His official name was Minamoto-no Harunobu. Nobu was from his father, Nobutora, and Haru came from the name of the shogun Yoshiharu. This name would follow him throughout his life, but he chose another by which to be known. This was Shingen, and Takeda Shingen would be a name the histories would remember.

It was summer in 1541, and twenty-one-year-old Harunobu defied the virtue of familial duty to seize his father’s throne in a bloodless revolution and become the ruler of Kai Province himself. His father, who had intended to relegate the prodigal son to a life of nothingness by naming another son as heir, was himself exiled to Suruga Province under the eyes of the Imagawa clan. This cemented an alliance with the Imagawa that would serve young Shingen well as he turned his eyes to the much larger province of Shinano to the north.

Other daimyo opposed this upstart who would exile his own father. They gathered to do battle, but Shingen defeated them- handily. He pressed north and defeated these others again and again, sometimes suffering a reversal, but most often victorious. These victories came as a shock to most daimyo- not because of Shingen’s youth, but because of his innovations and tactics. The way of the day was heavy infantry, and large quantities of those backed by archers- lots and lots of archers. Shingen removed the bows from his horsemen, and replaced them with lances. This heavy cavalry charge brushed aside all in its path to its target- those lots and lots of archers. With no missiles and hounded by cavalry, most armies broke beneath his churning hooves. Thus Shingen fought, and conquered, and by the time he was thirty nine, Shinano Province was his.

During his battles, he made a rival out of another famous general: Uesugi Kenshin- the Tiger of Echigo. He and Shingen fought no less than five battles at Kawanakajima, and their feud became legendary.
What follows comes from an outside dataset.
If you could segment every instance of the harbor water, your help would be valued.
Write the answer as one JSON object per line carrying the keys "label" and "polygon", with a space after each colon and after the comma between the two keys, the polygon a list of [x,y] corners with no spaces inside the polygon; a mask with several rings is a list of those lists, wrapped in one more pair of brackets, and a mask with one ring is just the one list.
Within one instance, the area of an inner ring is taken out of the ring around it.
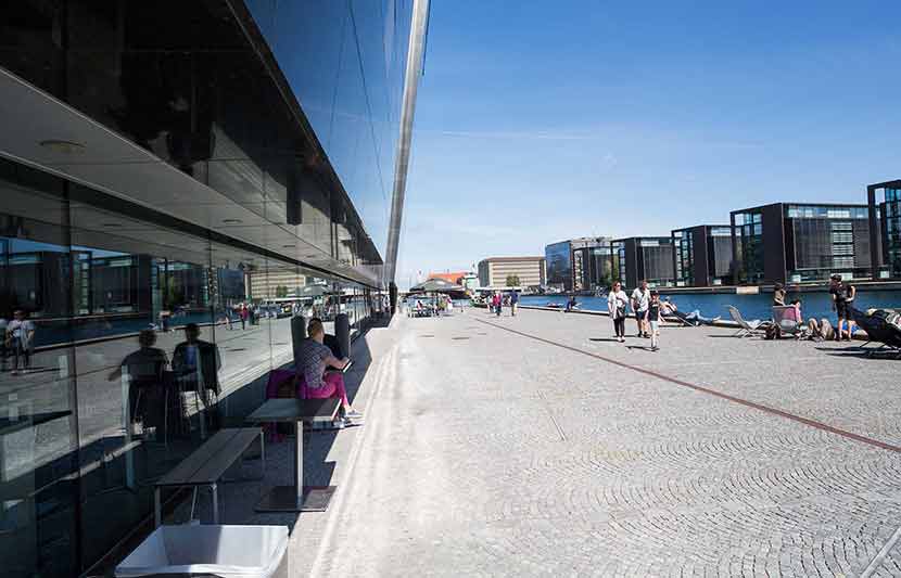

Shingen even defeated the legendary Tokugawa Ieyasu, his one-time ally, at the Battle of Mikatagahara. This was one of the first battles using firearms recorded in Japanese history. Oda Nobunaga was overrunning Japan on his way to the shogunate, and Ieyasu was his ally now. Takeda Shingen was seen as one of the few daimyos who could stop the steamroller. He did so decisively at Mikatagahara.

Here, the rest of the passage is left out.